USD flows: USD lower after weaker than expected April CPI
US CPI 0.1% below consensus, USD has scope for extended decline
US CPI comes in 0.1% softer than expected in both headline and core, at flat and 0.2% respectively. While this won’t change the fact that the FOMC dots tonight are likely to be more hawkish than March, it improves the odds that the median FOMC view will be for two rather than one rate cut this year. This is still less than the three cuts envisioned in March, but more than the market currently has priced in. Pre-data, there were around 38bps of easing priced for this year, and post-data there are now 50bps of cuts priced, with the US 2 year yield dropping 13bps to 4.70%. This may be a slight overreaction to the data, but the numbers are clearly USD negative.

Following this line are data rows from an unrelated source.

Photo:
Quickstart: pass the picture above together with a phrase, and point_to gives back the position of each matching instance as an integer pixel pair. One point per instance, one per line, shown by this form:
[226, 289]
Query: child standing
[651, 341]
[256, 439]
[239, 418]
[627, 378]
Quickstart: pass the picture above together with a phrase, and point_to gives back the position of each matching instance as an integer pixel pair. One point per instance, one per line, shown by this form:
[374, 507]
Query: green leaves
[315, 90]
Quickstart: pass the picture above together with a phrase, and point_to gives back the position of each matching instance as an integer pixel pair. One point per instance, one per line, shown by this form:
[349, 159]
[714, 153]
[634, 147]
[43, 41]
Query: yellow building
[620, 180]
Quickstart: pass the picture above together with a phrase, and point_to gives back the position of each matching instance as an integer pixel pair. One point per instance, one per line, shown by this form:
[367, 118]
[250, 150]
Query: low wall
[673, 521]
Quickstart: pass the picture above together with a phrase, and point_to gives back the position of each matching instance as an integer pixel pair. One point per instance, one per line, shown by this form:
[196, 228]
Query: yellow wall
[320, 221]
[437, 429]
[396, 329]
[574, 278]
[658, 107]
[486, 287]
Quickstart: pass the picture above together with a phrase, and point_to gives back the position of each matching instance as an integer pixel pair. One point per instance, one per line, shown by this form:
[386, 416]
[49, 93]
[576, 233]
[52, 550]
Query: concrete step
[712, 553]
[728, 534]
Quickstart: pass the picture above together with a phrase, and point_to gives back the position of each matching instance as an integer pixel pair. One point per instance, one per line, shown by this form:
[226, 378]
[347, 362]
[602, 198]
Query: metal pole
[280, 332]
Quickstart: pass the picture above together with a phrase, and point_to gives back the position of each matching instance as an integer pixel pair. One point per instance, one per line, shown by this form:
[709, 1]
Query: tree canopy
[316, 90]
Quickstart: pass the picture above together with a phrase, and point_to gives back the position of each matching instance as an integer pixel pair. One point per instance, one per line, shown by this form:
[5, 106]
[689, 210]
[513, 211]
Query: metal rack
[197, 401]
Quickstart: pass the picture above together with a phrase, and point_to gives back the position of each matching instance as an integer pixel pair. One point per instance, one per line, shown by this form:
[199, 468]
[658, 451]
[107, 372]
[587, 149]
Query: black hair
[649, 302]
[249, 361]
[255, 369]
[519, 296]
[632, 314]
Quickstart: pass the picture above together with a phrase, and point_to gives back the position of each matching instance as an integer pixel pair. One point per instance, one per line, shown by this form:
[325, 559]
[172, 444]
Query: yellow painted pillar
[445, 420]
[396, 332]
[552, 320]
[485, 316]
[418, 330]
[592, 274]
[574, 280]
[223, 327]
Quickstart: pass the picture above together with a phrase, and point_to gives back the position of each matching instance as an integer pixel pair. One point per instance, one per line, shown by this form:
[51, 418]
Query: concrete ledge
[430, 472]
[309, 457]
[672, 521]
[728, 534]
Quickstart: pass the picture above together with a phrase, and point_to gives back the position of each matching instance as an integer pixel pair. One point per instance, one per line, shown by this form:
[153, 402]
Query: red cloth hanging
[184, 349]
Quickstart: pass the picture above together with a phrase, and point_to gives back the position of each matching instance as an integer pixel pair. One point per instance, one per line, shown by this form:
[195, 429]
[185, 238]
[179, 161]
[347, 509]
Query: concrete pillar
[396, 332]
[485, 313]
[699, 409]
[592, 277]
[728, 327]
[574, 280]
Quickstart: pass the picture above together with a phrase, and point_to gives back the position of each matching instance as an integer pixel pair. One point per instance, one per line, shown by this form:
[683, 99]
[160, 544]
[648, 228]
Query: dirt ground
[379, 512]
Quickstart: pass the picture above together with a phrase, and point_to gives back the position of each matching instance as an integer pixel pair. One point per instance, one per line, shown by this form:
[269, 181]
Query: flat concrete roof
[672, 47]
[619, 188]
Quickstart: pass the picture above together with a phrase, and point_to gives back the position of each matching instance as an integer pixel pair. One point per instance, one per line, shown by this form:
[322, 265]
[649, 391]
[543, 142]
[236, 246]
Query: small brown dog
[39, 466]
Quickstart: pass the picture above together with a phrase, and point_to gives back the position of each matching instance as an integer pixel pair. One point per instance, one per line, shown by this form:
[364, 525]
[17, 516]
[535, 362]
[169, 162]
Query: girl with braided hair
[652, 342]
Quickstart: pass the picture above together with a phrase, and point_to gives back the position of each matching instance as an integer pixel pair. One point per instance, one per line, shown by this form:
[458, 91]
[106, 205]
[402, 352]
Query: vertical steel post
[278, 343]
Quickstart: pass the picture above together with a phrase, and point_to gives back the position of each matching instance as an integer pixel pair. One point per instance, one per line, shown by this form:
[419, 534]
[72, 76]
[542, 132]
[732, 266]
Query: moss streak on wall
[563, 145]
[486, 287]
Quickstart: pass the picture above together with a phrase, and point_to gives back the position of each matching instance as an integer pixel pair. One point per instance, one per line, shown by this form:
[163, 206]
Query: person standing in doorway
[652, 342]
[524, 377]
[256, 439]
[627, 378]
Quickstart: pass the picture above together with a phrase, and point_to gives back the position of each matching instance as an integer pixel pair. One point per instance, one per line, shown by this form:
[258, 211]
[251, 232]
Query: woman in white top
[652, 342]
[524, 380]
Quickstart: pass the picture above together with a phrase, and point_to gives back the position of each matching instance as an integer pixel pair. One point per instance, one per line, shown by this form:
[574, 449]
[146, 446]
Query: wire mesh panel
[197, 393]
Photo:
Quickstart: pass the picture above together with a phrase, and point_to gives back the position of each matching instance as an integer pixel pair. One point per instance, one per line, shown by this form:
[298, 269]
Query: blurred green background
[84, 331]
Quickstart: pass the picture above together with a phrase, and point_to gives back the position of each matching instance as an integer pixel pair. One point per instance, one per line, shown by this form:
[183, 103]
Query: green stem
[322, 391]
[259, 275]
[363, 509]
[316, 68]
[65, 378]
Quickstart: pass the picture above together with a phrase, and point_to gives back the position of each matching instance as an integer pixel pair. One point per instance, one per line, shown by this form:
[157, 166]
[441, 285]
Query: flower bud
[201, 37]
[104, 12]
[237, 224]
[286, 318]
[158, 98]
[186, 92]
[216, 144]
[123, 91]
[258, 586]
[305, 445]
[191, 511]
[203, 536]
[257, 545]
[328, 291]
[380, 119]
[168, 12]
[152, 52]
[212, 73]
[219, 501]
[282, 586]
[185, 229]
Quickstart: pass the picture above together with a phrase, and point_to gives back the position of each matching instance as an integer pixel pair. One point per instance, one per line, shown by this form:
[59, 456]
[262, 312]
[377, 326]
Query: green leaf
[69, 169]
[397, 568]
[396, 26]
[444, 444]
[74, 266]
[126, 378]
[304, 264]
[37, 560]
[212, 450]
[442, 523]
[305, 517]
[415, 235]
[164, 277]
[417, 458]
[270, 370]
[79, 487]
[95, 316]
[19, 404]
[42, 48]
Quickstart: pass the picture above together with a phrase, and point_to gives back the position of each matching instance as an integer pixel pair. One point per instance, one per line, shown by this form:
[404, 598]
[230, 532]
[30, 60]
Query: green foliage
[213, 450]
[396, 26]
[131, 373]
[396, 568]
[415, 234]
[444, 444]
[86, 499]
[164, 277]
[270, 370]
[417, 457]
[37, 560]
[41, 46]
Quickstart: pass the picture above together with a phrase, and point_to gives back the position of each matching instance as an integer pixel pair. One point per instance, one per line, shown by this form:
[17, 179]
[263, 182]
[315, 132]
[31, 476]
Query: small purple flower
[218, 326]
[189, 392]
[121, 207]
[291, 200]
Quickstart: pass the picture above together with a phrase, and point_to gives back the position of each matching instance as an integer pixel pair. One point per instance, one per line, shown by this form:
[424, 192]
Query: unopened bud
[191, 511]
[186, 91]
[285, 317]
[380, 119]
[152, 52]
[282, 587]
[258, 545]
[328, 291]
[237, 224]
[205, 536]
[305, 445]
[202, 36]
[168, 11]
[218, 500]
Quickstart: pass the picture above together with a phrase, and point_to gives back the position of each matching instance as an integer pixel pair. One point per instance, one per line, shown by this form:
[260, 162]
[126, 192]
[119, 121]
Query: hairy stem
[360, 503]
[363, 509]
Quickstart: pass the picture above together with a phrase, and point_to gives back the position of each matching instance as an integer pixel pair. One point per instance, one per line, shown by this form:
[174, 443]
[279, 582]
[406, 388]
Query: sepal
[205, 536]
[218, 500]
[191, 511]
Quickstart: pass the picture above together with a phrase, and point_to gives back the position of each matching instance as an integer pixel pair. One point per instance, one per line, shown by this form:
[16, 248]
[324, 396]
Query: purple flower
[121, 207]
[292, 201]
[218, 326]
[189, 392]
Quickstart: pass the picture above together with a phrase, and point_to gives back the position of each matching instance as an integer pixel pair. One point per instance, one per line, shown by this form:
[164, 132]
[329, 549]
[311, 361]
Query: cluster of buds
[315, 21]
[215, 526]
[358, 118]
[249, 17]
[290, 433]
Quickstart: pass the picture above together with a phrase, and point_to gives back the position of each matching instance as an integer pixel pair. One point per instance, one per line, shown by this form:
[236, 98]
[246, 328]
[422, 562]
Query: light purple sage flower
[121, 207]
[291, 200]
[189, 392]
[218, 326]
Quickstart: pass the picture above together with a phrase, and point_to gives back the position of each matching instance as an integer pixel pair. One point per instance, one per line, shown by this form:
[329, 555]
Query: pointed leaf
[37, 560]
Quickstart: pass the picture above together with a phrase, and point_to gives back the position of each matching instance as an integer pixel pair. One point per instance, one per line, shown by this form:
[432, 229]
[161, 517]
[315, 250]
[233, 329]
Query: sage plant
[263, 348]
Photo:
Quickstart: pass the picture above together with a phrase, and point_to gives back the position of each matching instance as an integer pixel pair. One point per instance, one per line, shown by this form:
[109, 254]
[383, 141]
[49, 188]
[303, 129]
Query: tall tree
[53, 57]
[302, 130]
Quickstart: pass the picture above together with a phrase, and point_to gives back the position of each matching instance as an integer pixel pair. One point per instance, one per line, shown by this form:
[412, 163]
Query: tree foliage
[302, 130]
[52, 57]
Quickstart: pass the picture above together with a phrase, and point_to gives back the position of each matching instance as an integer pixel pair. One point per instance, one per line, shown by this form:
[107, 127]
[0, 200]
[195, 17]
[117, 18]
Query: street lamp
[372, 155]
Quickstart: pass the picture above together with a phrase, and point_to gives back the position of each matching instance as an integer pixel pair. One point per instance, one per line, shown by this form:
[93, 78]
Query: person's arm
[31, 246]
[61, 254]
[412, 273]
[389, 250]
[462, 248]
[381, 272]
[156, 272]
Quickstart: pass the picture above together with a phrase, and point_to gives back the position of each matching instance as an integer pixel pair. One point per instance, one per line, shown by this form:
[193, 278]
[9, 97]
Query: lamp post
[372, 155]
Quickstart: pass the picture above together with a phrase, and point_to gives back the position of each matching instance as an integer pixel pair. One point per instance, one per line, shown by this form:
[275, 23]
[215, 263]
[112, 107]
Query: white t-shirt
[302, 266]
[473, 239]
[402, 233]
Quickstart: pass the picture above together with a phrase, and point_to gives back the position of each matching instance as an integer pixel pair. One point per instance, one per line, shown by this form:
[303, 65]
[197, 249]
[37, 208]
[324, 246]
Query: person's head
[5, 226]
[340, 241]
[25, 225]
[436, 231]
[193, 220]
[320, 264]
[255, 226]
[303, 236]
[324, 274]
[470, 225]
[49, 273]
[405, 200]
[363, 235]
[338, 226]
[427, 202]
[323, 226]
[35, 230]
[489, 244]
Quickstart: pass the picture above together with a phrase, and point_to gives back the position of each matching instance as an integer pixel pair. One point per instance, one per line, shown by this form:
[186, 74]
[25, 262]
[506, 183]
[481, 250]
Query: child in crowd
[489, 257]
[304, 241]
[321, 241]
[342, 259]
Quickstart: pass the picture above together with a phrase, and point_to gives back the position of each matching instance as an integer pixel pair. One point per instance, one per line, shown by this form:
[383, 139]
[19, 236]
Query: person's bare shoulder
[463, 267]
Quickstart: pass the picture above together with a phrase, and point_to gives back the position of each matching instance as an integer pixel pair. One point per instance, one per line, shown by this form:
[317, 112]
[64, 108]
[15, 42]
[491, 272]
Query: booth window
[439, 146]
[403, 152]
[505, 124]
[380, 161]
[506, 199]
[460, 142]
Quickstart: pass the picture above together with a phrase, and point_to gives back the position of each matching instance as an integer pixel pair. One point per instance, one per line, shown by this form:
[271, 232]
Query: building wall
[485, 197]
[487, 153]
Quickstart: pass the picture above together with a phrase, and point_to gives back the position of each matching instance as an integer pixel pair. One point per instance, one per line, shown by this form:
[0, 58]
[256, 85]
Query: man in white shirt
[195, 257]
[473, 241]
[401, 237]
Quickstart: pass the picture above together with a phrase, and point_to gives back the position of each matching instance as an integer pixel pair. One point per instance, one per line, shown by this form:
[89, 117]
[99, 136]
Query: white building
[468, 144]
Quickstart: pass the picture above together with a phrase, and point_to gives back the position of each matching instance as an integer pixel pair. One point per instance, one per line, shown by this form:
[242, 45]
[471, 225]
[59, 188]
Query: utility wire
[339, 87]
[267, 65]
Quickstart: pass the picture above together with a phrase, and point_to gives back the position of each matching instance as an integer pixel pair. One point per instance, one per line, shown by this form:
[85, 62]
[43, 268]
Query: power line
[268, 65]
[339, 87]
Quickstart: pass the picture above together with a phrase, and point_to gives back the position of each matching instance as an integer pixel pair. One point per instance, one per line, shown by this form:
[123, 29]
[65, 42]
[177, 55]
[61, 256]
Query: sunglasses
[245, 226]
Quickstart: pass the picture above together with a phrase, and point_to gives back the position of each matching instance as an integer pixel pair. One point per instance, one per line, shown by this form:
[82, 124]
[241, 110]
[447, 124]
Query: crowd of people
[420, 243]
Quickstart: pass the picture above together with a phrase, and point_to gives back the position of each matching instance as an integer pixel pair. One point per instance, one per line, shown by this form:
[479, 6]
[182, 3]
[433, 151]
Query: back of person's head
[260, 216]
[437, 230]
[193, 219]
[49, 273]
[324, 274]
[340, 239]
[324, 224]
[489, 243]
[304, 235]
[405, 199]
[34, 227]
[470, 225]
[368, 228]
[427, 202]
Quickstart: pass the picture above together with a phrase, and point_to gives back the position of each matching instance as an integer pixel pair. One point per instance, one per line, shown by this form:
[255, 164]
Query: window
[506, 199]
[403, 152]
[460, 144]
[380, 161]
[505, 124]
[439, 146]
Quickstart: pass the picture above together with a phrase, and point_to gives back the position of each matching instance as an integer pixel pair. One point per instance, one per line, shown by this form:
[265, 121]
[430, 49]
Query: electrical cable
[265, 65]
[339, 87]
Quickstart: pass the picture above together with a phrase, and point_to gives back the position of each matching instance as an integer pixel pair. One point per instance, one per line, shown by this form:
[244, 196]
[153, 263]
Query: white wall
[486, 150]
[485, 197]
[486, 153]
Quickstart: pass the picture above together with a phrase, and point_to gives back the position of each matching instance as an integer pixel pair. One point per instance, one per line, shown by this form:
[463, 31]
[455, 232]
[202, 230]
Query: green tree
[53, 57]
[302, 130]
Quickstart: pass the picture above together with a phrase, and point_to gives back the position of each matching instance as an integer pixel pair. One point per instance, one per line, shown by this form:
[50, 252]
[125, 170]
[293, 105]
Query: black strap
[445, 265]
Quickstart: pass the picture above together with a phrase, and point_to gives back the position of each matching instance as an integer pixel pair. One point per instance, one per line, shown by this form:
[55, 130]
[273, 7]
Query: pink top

Both EUR/USD and USD/JPY were already underperforming historic correlations with yield spreads before the data. The EUR underperformance has been in place since the French election announcement, while the JPY underperformance is more longstanding and appears to be related to carry trade enthusiasm encouraged by risk positive sentiment. The decline in US yields supports USD losses across the board, and the initial rise in equities after the data suggests that some of the more risk positive currencies can outperform. The AUD has initially been the best performer, and this may be maintained in the short term. But the JPY is likely to catch up as JPY crosses tend to be correlated to equity risk premia rather than equity prices themselves, so that a rise in US equities triggered by yield declines is often positive for the JPY on the crosses as well as against the USD. Even though the FOMC dots are likely to be more hawkish than March, the data does suggests there is potential for more USD downside than we have seen initially, particularly against the JPY.